Middle-east Arab News Opinion | Asharq Al-awsat

Syria Changed the World | ASHARQ AL-AWSAT English Archive 2005 -2017
Select Page
Media ID: 55372265
Caption:

Syrian refugees arriving in Greece in 2016. CreditManu Brabo/Associated Press


Istanbul- The world seems awash in chaos and uncertainty, perhaps more so than at any point since the end of the Cold War.

Authoritarian-leaning leaders are on the rise, and liberal democracy itself seems under siege. The post-World War II order is fraying as fighting spills across borders and international institutions — built, at least in theory, to act as brakes on wanton slaughter — fail to provide solutions. Populist movements on both sides of the Atlantic are not just riding anti-establishment anger, but stoking fears of a religious “other,” this time Muslims.

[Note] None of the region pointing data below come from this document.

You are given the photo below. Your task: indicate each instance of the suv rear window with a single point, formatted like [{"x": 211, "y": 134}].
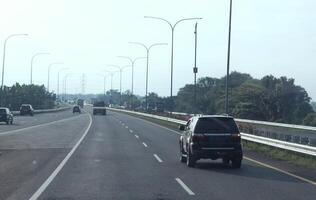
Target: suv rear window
[{"x": 216, "y": 125}]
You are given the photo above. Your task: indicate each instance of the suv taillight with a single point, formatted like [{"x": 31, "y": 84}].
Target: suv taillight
[
  {"x": 236, "y": 137},
  {"x": 198, "y": 138}
]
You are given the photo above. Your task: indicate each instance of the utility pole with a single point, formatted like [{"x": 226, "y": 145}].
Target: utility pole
[
  {"x": 228, "y": 56},
  {"x": 195, "y": 69}
]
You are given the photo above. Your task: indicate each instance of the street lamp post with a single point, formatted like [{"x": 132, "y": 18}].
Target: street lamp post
[
  {"x": 4, "y": 50},
  {"x": 147, "y": 58},
  {"x": 65, "y": 85},
  {"x": 62, "y": 69},
  {"x": 104, "y": 80},
  {"x": 111, "y": 74},
  {"x": 132, "y": 61},
  {"x": 172, "y": 39},
  {"x": 228, "y": 56},
  {"x": 32, "y": 60},
  {"x": 195, "y": 69},
  {"x": 48, "y": 72},
  {"x": 121, "y": 71}
]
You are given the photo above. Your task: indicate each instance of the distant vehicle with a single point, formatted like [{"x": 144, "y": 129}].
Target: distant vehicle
[
  {"x": 6, "y": 116},
  {"x": 99, "y": 108},
  {"x": 211, "y": 136},
  {"x": 26, "y": 109},
  {"x": 76, "y": 109},
  {"x": 80, "y": 102}
]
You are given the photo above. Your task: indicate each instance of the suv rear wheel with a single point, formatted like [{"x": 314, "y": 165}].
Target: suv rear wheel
[
  {"x": 225, "y": 161},
  {"x": 236, "y": 163},
  {"x": 183, "y": 158},
  {"x": 190, "y": 159}
]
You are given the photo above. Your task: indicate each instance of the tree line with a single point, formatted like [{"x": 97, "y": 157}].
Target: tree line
[
  {"x": 267, "y": 99},
  {"x": 36, "y": 95}
]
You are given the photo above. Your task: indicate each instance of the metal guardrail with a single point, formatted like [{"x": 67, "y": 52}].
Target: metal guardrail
[
  {"x": 298, "y": 134},
  {"x": 304, "y": 149}
]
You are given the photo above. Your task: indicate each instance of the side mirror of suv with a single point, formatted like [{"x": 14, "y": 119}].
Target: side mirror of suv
[{"x": 181, "y": 127}]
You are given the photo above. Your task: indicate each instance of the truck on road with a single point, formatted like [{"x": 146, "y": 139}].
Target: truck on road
[
  {"x": 80, "y": 102},
  {"x": 99, "y": 108}
]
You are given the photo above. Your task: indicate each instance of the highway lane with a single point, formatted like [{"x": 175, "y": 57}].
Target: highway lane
[
  {"x": 26, "y": 121},
  {"x": 123, "y": 157},
  {"x": 28, "y": 156},
  {"x": 212, "y": 179},
  {"x": 112, "y": 163}
]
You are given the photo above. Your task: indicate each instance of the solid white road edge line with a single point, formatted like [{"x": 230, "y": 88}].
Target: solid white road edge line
[
  {"x": 39, "y": 125},
  {"x": 41, "y": 189},
  {"x": 184, "y": 186},
  {"x": 157, "y": 158}
]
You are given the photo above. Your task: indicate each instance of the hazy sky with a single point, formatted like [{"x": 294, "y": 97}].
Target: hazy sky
[{"x": 275, "y": 37}]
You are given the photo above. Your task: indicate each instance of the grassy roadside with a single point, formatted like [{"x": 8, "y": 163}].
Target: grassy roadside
[
  {"x": 270, "y": 152},
  {"x": 280, "y": 154}
]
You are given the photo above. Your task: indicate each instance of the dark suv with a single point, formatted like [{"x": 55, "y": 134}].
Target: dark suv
[
  {"x": 76, "y": 109},
  {"x": 6, "y": 116},
  {"x": 211, "y": 136},
  {"x": 26, "y": 109}
]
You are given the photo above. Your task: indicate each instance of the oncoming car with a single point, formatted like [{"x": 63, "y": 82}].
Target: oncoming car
[
  {"x": 26, "y": 109},
  {"x": 6, "y": 116},
  {"x": 76, "y": 109},
  {"x": 211, "y": 137}
]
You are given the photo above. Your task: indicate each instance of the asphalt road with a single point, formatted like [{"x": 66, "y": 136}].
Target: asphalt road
[{"x": 122, "y": 157}]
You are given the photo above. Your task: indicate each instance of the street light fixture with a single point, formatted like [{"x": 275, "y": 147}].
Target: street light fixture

These challenges have been crystallized, propelled and intensified by a conflagration once dismissed in the West as peripheral, to be filed, perhaps, under “Muslims killing Muslims”: the war in Syria.

Now in its seventh year, this war allowed to rage for so long, killing 400,000 Syrians and plunging millions more into misery, has sent shock waves around the world. Millions have fled to neighboring countries, some pushing on to Europe.

The notion that the postwar world would no longer let leaders indiscriminately kill their own citizens now seems in full retreat. The Syrian regime’s response to rebellion, continuing year after year, threatens to normalize levels of state brutality not seen in decades. All the while Bashar al-Assad invokes an excuse increasingly popular among the world’s governments since Sept. 11: He is “fighting terror.”

“Syria did not cause everything,” said the Syrian dissident Yassin al-Haj Saleh, a secular leftist who spent nearly two decades as a political prisoner under Mr. Assad’s father and predecessor, Hafez. “But yes, Syria changed the world.”

The United Nations Security Council is paralyzed. Aid agencies are overwhelmed. Even a United States missile strike on a Syrian military air base, ordered by President Trump in retaliation for a chemical attack on a rebel-held town, seems little more than a blip in the turmoil, the latest unilateral intervention in the war. Two weeks later, the Syrian regime, backed by Russia, continues its scorched-earth bombings.

There remains no consensus on what should have been or could still be done for Syria, or whether a more, or less, muscular international approach would have brought better results.

The Obama White House kept Syria at arm’s length, determined, understandably, to avoid the mistakes of the invasion and occupation of Iraq. And Western leaders surmised that unlike the 1990s civil war in Bosnia, the Syrian conflict could burn in isolation from their countries.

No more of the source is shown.